Rocky Mountain Section - 61st Annual Meeting (11-13 May 2009)

Paper No. 3
Presentation Time: 8:45 AM

METAMORPHIC AND STRUCTURAL CONSTRAINTS FOR PALEOPROTEROZOIC COLLISION BETWEEN THE MOJAVE AND YAVAPAI PROVINCES, BEAVER DAM MOUNTAINS, UTAH


FITZGERALD, Nina E. and COLBERG, Mark R., Department of Geosciences, Southern Utah University, 351 W. University Blvd, Cedar City, UT 84720, ninaeileen@bresnan.net

The metamorphic and tectonic history of the Paleoproterozoic assembly of Laurentian continental crust is preserved in the Precambrian basement rocks of the southwestern US. Much of this tectonism is considered to have resulted from collision of juvenile Paleoproterozoic magmatic arcs with blocks of older Archean crust.
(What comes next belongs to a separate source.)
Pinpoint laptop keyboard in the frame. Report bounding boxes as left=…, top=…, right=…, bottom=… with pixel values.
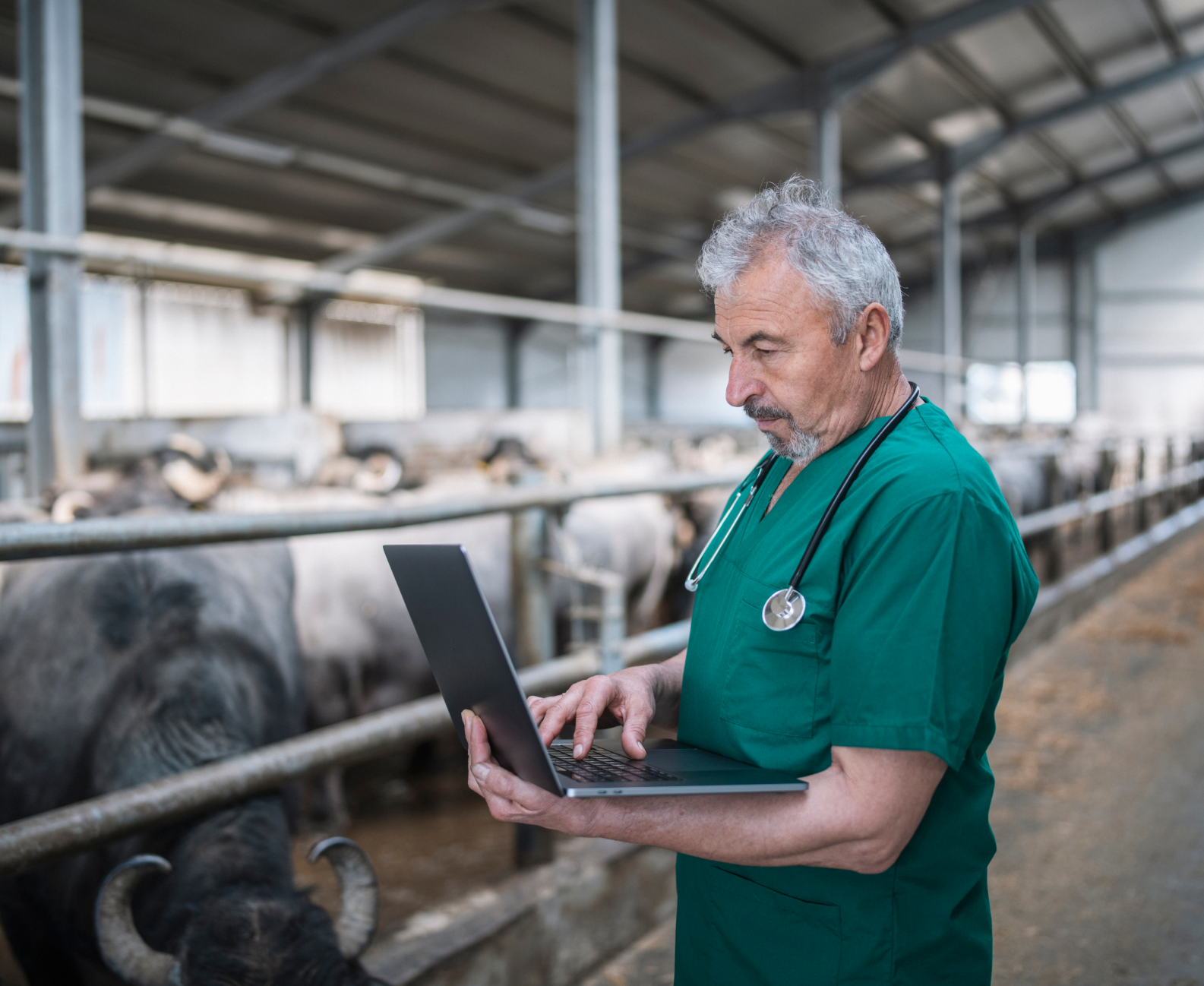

However, the collisional history between these arcs and the Archean (?) Mojave Province remains enigmatic. Suturing of juvenile Yavapai Province with the Mojave Province is recorded in a broad swath straddling the Utah-Nevada-Arizona border region. Basement exposed in the Beaver Dam Mountains of southwestern Utah consists of variably deformed granitoids, amphibolites, and metasedimentary units. Current research in a 10 km 2 area of the Paleoproterozoic basement exposed in the Beaver Dam Mountains has defined a structural boundary in which a less sheared block of lower metamorphic grade is juxtaposed against a block of intensely-sheared high-grade metamorphic rocks. There is clear-cut evidence for decompression in the western block, from significantly high pressures, that is not apparent in the eastern block. This evidence includes 1) Sil pseudomorphs after Ky in the migmatites, 2) development of Pl/Amp coronas around Grt in the amphibolite dikes, 3) later-stage development of amphibolite/granulite facies assemblages overprinting eclogite facies assemblages contained in the shear zone, 4) Grt cores which have inclusions of Rt, and 5) inclusion-rich garnet cores rimmed by an inclusion-free zones which suggests a 2nd stage of Grt growth over a higher-pressure assemblage. Decompression resulted in the formation of the migmatites. Leucosome rods preserved within the shear zone show that decompression and uplift were contemporaneous with deformation. Fabrics and preserved high-pressure assemblages indicate uplift of the western block from at least lower crustal depths.